Mœurs islamiques et mercantilisme islamique continuaient de braver la philanthropie européenne ; et cette philanthropie, en Europe même, si formel que fût l’Acte de Berlin, se sentait tenue en échec par de sourdes oppositions. C’était une tristesse pour Lavigerie d’« entendre délibérer froidement, par des hommes qui se préoccupaient de commerce et d’économie politique, si, pour ramener en Algérie le trafic qui se dirigeait sur le Maroc et profitait particulièrement à l’Angleterre, il ne convenait pas de laisser se rétablir le libre passage et la libre vente des esclaves en territoire algérien[233] ».

[233] Voir le discours de Wallon au Sénat, 7 mars 1891, se plaignant que dans son livre sur la Politique française en Tunisie, d’Estournelles de Constant (P. H. X.) considère la Chambre de commerce d’Alger comme hostile à la suppression de l’esclavage domestique en Algérie (Bulletin de la Société antiesclavagiste, 1891-1892, p. 31).

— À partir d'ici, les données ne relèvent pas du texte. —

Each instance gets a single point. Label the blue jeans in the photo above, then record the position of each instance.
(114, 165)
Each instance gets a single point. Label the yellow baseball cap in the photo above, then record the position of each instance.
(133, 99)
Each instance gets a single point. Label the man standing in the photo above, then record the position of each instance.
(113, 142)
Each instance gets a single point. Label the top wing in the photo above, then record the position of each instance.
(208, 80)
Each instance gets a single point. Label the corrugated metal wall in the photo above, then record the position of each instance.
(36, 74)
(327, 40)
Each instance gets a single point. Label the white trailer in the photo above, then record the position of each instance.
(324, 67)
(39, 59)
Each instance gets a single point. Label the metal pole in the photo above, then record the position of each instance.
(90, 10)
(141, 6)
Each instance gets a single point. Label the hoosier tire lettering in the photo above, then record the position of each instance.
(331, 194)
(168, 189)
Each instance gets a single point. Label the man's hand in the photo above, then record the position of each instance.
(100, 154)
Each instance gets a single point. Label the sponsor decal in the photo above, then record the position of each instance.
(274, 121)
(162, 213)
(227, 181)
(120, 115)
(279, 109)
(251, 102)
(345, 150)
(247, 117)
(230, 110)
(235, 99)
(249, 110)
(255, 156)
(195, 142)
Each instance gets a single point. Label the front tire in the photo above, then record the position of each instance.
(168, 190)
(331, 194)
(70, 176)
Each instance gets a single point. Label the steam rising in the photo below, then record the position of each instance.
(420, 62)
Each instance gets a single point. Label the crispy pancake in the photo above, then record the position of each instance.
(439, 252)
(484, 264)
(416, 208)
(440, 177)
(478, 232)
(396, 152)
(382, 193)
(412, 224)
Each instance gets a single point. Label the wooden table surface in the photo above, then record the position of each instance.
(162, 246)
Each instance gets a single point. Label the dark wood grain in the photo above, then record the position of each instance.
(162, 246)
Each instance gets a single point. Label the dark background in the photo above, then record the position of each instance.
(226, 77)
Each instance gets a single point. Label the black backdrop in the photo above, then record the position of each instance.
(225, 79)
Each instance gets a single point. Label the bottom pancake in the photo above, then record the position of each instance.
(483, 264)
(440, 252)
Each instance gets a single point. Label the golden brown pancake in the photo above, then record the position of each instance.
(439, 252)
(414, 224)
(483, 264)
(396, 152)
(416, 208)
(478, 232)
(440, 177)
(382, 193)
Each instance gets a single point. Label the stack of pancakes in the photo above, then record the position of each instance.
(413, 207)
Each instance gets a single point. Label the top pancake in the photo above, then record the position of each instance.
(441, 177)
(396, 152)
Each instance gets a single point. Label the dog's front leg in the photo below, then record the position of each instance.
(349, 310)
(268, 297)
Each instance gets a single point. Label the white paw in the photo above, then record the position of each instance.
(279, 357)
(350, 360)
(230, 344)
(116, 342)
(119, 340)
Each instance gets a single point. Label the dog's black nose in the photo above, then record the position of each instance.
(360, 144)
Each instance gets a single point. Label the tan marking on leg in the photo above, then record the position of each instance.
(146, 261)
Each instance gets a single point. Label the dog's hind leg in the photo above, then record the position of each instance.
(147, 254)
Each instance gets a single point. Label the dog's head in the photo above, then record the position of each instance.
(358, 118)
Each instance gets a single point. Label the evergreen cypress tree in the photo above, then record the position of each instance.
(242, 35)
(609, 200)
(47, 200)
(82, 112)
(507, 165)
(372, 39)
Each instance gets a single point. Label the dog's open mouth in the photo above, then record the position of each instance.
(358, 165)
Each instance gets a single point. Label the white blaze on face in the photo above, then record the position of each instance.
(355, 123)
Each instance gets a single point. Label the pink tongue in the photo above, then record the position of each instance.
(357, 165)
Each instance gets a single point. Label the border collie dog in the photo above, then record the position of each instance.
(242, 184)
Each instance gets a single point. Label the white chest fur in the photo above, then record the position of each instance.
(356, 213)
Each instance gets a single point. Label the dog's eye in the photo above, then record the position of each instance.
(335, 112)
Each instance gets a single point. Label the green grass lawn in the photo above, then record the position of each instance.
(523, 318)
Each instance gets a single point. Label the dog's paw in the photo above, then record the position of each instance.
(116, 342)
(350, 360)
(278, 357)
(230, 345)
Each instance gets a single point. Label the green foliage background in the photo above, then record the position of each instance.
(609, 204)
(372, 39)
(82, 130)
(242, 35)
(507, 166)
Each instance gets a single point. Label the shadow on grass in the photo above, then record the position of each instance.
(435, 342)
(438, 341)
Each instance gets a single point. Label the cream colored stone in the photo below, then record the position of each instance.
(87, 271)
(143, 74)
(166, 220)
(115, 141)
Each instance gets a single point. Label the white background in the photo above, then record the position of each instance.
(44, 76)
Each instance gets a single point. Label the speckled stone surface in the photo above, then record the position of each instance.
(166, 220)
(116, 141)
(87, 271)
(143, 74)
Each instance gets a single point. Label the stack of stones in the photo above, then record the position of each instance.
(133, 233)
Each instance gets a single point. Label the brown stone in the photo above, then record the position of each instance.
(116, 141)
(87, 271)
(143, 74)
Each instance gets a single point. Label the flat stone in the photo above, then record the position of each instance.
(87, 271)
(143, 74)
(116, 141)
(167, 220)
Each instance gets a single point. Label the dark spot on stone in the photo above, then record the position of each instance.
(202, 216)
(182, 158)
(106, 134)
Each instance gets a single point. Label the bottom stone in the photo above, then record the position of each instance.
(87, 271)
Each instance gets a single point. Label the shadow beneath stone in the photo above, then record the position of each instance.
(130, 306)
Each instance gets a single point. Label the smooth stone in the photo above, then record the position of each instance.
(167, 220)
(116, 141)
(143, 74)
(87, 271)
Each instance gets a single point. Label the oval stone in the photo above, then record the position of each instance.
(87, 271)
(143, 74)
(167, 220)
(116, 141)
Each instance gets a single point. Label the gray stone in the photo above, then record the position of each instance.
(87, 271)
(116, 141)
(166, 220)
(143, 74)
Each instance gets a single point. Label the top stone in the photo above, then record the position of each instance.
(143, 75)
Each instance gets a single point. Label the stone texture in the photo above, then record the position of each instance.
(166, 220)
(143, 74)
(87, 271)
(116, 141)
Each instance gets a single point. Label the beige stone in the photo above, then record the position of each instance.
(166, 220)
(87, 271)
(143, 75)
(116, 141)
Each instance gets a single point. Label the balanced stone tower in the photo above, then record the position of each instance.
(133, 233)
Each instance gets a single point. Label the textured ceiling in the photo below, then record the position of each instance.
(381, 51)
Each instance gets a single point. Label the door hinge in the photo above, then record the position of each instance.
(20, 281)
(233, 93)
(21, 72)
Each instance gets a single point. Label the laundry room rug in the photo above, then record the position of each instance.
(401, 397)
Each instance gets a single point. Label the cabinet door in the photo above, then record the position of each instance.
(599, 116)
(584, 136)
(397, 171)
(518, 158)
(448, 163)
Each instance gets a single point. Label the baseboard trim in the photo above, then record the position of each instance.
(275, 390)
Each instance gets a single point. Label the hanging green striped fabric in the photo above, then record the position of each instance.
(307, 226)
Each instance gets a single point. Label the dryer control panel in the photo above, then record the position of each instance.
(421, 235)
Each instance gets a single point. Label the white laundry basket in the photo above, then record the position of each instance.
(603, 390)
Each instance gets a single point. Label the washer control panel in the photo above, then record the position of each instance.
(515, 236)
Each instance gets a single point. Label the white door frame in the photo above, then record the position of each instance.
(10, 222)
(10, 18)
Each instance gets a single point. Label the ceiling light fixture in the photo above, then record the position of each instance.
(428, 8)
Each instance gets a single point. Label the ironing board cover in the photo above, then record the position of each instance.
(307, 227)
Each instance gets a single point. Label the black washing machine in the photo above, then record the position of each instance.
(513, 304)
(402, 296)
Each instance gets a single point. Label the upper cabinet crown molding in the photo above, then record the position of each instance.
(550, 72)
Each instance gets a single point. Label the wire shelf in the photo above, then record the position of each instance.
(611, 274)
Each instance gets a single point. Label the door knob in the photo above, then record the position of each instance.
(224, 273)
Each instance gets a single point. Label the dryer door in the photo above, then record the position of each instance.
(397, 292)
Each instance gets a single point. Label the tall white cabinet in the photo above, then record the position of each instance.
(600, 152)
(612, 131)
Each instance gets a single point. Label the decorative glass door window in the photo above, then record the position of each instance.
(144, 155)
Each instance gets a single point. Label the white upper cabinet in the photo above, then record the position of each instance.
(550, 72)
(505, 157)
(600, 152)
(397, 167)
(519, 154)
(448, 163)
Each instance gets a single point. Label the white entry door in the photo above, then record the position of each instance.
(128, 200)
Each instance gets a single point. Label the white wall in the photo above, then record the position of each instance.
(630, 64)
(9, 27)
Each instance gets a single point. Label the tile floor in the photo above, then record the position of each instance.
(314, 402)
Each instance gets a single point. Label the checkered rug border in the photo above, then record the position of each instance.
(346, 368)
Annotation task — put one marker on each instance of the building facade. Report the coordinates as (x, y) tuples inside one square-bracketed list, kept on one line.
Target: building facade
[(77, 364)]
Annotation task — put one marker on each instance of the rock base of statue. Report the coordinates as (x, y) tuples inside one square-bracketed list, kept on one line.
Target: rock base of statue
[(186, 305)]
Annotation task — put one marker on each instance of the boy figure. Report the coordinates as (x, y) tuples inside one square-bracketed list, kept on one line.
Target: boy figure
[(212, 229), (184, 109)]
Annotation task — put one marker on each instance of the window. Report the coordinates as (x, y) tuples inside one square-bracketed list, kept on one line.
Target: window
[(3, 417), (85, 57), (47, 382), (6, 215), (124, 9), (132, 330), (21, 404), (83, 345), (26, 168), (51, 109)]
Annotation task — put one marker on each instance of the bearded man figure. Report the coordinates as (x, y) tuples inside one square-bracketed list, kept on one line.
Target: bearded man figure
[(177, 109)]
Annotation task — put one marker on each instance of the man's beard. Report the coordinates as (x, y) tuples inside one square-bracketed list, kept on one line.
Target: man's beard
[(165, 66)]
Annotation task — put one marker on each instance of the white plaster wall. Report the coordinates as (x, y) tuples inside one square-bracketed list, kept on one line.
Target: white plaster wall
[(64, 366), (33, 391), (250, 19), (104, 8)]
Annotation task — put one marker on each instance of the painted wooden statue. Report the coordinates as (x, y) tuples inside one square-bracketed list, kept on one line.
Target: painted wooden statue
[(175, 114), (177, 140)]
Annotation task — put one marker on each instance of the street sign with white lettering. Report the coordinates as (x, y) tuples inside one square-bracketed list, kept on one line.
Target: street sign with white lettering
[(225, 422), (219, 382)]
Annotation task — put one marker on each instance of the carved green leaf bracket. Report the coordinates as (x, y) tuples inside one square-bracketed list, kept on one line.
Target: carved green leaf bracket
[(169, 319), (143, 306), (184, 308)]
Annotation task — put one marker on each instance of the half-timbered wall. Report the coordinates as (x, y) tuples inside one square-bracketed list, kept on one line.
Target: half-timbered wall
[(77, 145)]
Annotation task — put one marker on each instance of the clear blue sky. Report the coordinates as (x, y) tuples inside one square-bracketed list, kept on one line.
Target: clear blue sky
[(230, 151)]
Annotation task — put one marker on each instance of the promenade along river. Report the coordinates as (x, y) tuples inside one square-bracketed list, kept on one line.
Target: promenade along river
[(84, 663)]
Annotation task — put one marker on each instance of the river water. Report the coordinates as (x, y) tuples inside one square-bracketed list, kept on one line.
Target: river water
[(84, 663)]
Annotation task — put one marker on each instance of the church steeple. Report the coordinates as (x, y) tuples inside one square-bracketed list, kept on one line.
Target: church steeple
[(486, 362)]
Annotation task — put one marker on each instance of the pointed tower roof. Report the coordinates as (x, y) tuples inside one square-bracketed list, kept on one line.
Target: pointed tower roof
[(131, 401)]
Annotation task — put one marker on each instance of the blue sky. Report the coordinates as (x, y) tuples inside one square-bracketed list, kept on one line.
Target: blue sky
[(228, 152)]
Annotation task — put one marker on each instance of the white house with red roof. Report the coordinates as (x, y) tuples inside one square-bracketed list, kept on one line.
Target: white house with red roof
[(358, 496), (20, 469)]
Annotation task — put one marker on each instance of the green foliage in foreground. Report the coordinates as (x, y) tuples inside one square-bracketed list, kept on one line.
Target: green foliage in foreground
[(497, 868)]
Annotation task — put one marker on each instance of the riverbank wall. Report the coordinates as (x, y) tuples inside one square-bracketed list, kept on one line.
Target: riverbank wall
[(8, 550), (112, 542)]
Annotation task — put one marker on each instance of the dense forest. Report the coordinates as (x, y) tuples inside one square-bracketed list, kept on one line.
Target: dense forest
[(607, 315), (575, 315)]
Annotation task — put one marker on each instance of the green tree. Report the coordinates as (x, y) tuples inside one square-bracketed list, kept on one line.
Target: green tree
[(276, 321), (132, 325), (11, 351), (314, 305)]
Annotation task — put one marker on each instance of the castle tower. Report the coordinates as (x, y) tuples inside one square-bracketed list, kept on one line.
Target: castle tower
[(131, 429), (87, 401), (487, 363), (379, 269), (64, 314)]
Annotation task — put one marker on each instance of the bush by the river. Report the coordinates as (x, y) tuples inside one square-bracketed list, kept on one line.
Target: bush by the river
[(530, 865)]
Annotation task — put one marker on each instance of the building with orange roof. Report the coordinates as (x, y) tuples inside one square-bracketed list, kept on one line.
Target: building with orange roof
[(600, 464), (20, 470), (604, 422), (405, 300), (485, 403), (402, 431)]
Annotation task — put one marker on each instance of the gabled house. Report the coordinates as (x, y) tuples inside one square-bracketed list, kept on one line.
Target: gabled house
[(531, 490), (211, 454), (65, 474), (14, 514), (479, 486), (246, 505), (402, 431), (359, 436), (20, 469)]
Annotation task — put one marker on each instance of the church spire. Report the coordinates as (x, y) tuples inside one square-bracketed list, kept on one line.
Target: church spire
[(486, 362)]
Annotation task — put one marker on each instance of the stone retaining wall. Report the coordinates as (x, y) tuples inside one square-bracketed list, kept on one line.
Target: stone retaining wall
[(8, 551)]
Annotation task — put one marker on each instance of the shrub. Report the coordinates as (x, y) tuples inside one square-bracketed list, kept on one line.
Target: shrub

Balancer ainsi les arguments pour ou contre l’esclavagisme, on osait cela devant lui, qui dès 1879 avait signalé « la plaie affreuse pesant sur toute une race infortunée », et déclaré « anathème » à l’esclavage. Il écrivait dès cette date, à propos de la petite poignée d’esclaves rachetés que lui avaient envoyés ses Pères Blancs : « J’ai vu les tristes victimes de ce commerce impie, j’ai entendu de leur bouche le récit de leurs maux. » La vieille Église africaine, saint Cyprien vendant les vases sacrés pour le rachat des captifs, saint Augustin, sur le marché d’Hippone, s’approchant des esclaves mis en vente et les interrogeant au sujet des nations barbares du fond de l’Afrique, dictaient à Lavigerie son devoir ; et puisque la conscience européenne se révélait trop souvent impuissante et parfois défaillante, il allait susciter, d’urgence, une parole papale, et mettre ensuite au service de cette parole son âme frémissante et sa santé ruinée.